Copyright © Practical Fishkeeping. Danios are often overlooked and underfed.

Why is it that so many aquatic shops under feed their fish? Asks PPM Aquatic correspondent Jeremy Gay.

I'm a fish fanantic through and through and my life, my hobby, and my work take me to hundreds of aquatic shops every year. I've even worked in five aquatic shops myself, as has my girlfriend, so I think I can tell the difference between a good one and a bad one. 

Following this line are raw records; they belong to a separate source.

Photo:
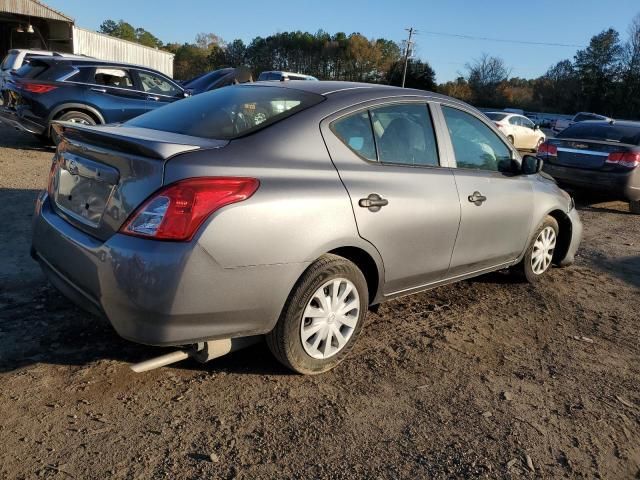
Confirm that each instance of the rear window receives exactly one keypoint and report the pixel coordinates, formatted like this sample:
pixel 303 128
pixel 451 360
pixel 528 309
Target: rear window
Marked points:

But what makes a good shop to the average store manager is often at odds with what I want from a good shop, and at odds with what the average hobbyist wants.

Shelving

When I go on shoptours I take notice of all areas in an aquatic shop from fixtures and fittings to POS and livestock, though my main priority is always the fish. Some proprietors and owners will try to wow me with their shiny new tanks, dry goods areas and I've even been forced to look on at a new lift!

They try to get us to take photos of their new shelving too, convinced that that is what the fishkeeper will want to see, when really it's just them being a bit anal. After all, if people want to look at shelving in their spare time they'll go to Tesco, right?

Fish health

For me what makes a good shop is not one with a good selection of fish, but a good selection of healthy, well fed fish.

The past ten years has seen the much wider use of test kits from both retailers and hobbyists, which is great for detecting and even preventing problems, but I think that it has also created a culture of over cautious fishkeepers.

In PFK we always used to ask for a tip from the retailers we visited. A recurring answer would be not to overfeed your fish.

Fair enough I suppose, and this has carried over partly from the days of goldfish bowls and partly from people thinking that fish used to die from overfeeding, when it was actually the ammonia from uneaten food that did the killing. But one thing I noticed from all the retailers who told me not to overfeed my fish was skinny fish in their shop tanks.

Famine

I can't help feeling sad when I see thin fish of all kinds, as with the exception of a few algae eaters, unless we put food in, there is nothing for our fish to eat.

A well-fed fish is a healthy fish - more likely to breed, more disease resistant, more active and it will also grow, meaning that you can put the price up.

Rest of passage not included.